Stimmengemurmel klang aus einiger Entfernung. Es waren zwei Männer, die sich leise unterhielten.
Steve drückte den Deckel ganz auf und schwang sich hoch. Er rollte sofort zur Seite, die Pistole schussbereit in der Faust. Die Wachen waren nicht zu sehen.
Er schloss den Luken-Deckel leise und verriegelte ihn. Unnötige Spuren musste er vermeiden. Auf Knien und Fingerspitzen kroch er langsam durch die verwirrenden technischen Anlagen in die Richtung, aus der er die Stimmen gehört hatte.
Schließlich sah er die beiden. Es waren Soldaten. Sie saßen Rücken an Rücken auf einem flachen Metallsockel und blickten in verschiedene Richtungen. Ihre Kalaschnikow-Maschinenkarabiner lehnten zwischen den Knien.
Zentimeter um Zentimeter kam Steve McCoy näher. Der eine Soldat stand plötzlich auf und reckte sich, aber er blickte sich nicht um.
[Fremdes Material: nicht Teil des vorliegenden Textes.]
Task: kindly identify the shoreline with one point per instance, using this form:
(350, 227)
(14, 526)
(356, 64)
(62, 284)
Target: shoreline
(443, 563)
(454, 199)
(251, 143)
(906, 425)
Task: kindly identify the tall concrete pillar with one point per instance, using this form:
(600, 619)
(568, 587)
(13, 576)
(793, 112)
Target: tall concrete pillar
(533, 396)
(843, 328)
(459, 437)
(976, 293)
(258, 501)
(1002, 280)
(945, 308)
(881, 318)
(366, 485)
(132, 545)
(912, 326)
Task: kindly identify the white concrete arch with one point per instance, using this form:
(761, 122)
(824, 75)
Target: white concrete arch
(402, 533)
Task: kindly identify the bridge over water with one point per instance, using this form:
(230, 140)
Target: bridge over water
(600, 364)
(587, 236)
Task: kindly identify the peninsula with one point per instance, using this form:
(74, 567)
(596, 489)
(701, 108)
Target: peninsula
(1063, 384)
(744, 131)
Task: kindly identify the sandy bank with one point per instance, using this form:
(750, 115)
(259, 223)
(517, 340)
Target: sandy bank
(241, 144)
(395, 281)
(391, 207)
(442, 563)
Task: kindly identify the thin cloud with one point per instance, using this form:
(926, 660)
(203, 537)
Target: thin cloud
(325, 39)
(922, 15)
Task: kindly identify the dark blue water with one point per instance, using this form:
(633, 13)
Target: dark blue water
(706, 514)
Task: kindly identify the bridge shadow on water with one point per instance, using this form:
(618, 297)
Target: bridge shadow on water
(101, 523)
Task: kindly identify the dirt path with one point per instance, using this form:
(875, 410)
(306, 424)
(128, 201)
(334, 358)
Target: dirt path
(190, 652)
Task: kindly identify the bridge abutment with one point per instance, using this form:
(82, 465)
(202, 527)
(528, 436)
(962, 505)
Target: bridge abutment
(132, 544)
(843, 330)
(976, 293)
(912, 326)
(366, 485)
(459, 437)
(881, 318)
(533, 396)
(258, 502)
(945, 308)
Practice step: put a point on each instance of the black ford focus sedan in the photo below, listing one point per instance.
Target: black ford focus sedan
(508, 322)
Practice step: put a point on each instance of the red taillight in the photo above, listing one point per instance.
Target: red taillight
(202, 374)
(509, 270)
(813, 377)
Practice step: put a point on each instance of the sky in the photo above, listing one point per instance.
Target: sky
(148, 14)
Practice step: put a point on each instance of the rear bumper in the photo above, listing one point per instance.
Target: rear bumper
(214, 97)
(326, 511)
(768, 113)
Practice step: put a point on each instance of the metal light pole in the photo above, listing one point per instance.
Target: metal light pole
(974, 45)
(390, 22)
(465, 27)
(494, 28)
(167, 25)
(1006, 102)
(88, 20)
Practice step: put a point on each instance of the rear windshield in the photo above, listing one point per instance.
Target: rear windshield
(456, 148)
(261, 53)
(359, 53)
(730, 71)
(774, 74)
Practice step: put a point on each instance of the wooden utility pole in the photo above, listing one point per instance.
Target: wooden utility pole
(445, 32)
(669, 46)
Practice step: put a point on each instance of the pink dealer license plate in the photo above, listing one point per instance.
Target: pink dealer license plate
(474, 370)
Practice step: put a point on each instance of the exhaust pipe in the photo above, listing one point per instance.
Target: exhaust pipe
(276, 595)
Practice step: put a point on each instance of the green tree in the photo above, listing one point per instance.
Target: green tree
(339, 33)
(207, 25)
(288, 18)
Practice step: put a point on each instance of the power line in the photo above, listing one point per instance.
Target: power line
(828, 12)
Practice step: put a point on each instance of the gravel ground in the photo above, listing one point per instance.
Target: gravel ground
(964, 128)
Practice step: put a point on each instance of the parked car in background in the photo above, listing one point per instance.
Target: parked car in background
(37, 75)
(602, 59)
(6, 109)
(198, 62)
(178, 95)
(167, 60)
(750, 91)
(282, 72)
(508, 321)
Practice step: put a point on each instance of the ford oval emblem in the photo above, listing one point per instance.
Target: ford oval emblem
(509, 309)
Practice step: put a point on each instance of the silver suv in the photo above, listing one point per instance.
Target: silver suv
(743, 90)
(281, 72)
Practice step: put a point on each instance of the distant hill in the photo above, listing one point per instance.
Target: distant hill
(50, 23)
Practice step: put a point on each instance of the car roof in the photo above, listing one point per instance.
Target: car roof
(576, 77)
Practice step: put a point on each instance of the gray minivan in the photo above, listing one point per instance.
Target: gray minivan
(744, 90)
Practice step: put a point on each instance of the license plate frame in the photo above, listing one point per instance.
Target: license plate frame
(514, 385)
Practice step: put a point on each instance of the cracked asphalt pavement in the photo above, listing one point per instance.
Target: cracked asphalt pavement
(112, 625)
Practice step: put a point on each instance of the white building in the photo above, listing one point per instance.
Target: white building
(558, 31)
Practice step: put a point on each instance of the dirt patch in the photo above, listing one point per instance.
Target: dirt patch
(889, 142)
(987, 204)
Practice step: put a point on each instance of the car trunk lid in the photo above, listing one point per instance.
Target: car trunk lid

Steve verschmolz fast mit der Umgebung.
Als der andere Soldat auch aufstand, waren sie in der richtigen Position. Steve McCoy kam hoch, federte mit einem gewaltigen Satz vorwärts – und seine Hände fanden ihr Ziel.
Einer der beiden kam noch halb auf dem Absatz herum, ehe ihn die Handkante im Nacken erwischte, den zweiten traf er präzise mit den ausgestreckten Fingerspitzen unter dem Ohr.
Beide gingen lautlos zu Boden. Rasch fing Steve sie auf und ließ sie vorsichtig nach unten sinken. Eine Kalaschnikow schepperte leicht, als sie auf die Plattform glitt.
Steve öffnete seinen wasserdichten Beutel und holte den kleinen Kasten heraus, den er für solche Zwecke in seinem Gepäck mitgebracht hatte. Er öffnete ihn und nahm aus der stoßsicheren Verpackung zwei winzige Wegwerfspritzen heraus. Sie waren mit einem schnellwirkenden Betäubungsmittel gefüllt und versetzten einen Mann mittlerer Konstitution in einen mehrstündigen Tiefschlaf.
Er zog die Plastikhüllen von den Kanülen, suchte nach den Venen und stieß die Nadeln mit einem kräftigen Ruck hinein. Danach schleifte er die beiden Soldaten außer Sicht.